Workers who feel empowered by their tech are 158% more engaged and 61% more likely to stay beyond three years. This puts a bigger responsibility on leaders who manage digital workplace tools.
The other piece of the puzzle?
Collaboration across key departments responsible for the digital employee experience — especially among internal communications, HR, and IT teams.
By connecting systems, layering in deep personalization, and making information accessible, organizations can bring consistency and simplicity across the employee journey — reducing noise for desk workers and transforming the experience for those on the front line.
Here’s what these practices can look like:
Cutting through the noise with relevance
Employee journeys are informed by data and context — so communication, development, and recognition feel personal and relevant. Every interaction reflects an understanding of who the employee is and what they need.
Delivering personal experiences at scale
While core systems like an human resources information system (HRIS) remain the foundation for accurate data, AI enhances how that information is accessed and experienced. It can anticipate employee needs, surface relevant updates, and deliver them in intuitive formats like AI-generated audio summaries.
Tracking impact of change programs
Whether it’s reskilling, transformation, or a merge and acquisition, AI can play a role in measuring adoption, engagement, and sentiment in real time — ensuring initiatives reach every layer of the workforce and deliver measurable value.
Strengthening culture and belonging
HR and leaders gain visibility into employee sentiment and connection, allowing them to reinforce values and respond to needs proactively. Employees feel seen, supported, and aligned with company purpose.
Operating with clear governance
Policies and guardrails ensure transparency, fairness, and compliance. Employees trust that AI-driven insights and actions reflect company values and protect their privacy.

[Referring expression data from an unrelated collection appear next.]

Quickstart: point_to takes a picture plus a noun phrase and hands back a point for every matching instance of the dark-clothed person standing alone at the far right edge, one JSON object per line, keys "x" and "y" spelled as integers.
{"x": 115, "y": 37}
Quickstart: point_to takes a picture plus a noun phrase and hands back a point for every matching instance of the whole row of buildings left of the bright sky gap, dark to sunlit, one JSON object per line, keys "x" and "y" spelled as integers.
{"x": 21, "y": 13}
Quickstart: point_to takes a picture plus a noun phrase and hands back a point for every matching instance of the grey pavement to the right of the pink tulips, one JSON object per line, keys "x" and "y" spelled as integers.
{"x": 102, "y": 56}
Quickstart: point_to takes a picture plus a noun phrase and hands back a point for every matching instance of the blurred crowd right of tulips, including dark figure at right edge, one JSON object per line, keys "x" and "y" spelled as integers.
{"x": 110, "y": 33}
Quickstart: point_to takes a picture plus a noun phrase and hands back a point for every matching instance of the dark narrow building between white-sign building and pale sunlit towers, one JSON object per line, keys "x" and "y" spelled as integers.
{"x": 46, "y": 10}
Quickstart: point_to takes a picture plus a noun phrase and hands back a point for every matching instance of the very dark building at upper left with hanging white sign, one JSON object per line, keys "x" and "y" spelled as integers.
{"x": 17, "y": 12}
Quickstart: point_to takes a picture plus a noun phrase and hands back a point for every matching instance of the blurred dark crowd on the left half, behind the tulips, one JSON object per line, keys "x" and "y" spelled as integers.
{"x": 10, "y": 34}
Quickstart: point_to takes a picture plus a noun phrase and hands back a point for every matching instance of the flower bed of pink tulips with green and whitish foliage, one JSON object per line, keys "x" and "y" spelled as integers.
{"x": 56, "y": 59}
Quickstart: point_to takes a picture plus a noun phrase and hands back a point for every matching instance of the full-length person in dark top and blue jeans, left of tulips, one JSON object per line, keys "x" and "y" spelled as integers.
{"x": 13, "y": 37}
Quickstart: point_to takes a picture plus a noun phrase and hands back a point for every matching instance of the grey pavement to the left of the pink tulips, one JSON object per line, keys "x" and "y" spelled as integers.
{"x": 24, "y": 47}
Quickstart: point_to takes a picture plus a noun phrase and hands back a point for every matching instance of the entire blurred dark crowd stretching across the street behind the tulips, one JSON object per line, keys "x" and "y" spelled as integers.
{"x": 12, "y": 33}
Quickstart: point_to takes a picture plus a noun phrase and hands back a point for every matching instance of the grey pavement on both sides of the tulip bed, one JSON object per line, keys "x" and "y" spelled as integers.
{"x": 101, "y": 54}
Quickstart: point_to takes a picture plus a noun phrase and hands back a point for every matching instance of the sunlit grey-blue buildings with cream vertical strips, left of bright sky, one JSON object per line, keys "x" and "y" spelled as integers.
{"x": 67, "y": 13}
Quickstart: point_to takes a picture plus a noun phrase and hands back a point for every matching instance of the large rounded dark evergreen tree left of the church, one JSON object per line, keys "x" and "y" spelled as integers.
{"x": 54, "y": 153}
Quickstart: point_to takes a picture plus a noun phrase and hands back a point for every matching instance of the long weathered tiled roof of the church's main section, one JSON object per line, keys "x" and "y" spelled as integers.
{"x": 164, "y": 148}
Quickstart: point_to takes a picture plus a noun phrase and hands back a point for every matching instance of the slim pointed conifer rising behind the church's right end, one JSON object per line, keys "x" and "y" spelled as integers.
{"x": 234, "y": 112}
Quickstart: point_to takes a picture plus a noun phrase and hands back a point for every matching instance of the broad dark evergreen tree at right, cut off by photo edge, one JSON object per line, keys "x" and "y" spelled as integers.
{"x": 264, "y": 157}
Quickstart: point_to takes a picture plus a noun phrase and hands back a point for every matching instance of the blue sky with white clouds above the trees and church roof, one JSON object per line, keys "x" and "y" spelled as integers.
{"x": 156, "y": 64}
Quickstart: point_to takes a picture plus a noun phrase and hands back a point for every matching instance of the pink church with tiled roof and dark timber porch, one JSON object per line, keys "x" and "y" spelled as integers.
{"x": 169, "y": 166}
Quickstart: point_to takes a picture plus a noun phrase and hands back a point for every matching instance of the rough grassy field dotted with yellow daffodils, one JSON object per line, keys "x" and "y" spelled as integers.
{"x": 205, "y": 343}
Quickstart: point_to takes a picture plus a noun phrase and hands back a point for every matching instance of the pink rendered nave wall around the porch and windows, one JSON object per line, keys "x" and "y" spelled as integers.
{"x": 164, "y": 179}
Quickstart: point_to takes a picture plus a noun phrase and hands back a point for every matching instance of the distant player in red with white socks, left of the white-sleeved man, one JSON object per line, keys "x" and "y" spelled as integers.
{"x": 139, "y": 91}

Acting on employee sentiment in real time
AI continuously interprets feedback, participation, and engagement data to reveal opportunities for improvement — helping HR teams strengthen connection and prevent disengagement before it happens.
Keeping AI aligned with company values
AI practices reflect fairness, inclusion, and respect. Every output, recommendation, and insight supports the company’s culture and ethical standards—rather than replacing them—building confidence among employees and leaders alike.
Providing access to HR and workplace tools
Every employee — regardless of role or location — can find information, complete tasks, and connect with their organization through intuitive, conversational exchange.